At the November AIChE Conference, undergraduate student Hansen Mou accepted the Donald F. Othmer Sophomore Academic Excellence Award. The Donald F. Othmer Sophomore Academic Excellence Award is presented to one AIChE student member in each student chapter who has attained the highest scholastic grade-point average during his/her freshman and sophomore years, on recommendation of the Student Chapter Advisor.
In addition to this achievement, Mou won second place for his poster presentation at the 2017 National AICHE Meeting. He took part in the Materials section of the competition, which had 90 posters competing. The poster was titled “Reinforcement of Magnesium Oxychloride Cement Composites Using Short Carbon and Aramid Fibers.”
Mou is an extremely involved undergraduate student in our department, with his leadership in the AICHE chapter, ChemE Car Team Captain, and International REU in Germany on Alternative Energy this past summer. For the last two years, Mou has been working with Dr. Chris Kitchens and his research group. Their research has focused on the reinforcement of a type of cement material called magnesium oxychloride cement, or MOC for short. This type of cement is of interest because it is overall stronger and exhibits better insulation and fire resistance properties as compared with the more common Portland cement. The current industry standard for strengthening this material is through adding woven glass fibers to the outside of a block of MOC. However, since this method requires this material to take the form of rectangular blocks, his team investigated adding fibers within the cement itself, hoping to open up more possible uses for this material while still reinforcing it.
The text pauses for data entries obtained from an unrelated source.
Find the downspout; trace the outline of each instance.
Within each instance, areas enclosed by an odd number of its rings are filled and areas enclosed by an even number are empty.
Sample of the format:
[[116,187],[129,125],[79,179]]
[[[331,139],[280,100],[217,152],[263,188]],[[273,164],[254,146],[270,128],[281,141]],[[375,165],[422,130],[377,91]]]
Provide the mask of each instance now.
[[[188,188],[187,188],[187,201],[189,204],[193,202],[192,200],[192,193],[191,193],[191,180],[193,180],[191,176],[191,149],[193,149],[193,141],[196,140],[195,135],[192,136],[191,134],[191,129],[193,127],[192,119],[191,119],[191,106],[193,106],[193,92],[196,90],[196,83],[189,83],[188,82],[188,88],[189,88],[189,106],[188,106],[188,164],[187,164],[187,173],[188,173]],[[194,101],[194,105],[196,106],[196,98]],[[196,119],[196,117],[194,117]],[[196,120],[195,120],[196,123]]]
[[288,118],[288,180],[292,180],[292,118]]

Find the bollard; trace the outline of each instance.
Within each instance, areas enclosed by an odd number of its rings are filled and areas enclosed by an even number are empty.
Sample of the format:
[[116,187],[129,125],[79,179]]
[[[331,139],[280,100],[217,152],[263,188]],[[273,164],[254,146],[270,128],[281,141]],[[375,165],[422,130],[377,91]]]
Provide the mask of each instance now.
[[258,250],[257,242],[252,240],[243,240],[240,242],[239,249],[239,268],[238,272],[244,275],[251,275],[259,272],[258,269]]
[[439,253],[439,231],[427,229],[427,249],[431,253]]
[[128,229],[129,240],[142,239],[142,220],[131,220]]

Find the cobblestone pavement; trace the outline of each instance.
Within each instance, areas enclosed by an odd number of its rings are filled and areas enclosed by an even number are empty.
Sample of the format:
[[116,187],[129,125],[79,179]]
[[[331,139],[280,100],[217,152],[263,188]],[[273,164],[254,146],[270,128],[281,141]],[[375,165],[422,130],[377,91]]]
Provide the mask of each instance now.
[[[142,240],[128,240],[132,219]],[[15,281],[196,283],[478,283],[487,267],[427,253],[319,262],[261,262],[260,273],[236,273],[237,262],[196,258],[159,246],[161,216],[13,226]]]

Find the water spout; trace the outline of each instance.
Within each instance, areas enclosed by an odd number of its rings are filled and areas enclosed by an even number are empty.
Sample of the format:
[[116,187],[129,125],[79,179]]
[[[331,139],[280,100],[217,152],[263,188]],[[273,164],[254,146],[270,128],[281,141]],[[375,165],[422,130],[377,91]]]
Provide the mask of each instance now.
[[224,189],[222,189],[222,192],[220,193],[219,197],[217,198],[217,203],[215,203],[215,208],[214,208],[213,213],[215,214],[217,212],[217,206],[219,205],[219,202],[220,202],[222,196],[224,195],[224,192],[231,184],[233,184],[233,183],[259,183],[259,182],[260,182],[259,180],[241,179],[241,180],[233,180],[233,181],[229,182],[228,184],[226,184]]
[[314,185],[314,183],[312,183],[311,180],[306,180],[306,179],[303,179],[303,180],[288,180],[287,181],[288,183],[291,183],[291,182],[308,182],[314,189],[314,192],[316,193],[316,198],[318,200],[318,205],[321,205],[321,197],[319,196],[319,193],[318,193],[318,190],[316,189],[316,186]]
Mou tried several types of fibers at different amounts, and narrowed it down to standard modulus carbon fiber, intermediate modulus carbon fiber, and aramid fiber, as listed on his poster (modulus refers to stiffness, so intermediate modulus fiber is stiffer than standard modulus fiber). Among those, he found that the most reinforcement came from adding 0.3% weight of intermediate modulus carbon fiber, increasing the flexural strength of cement by 21.4%.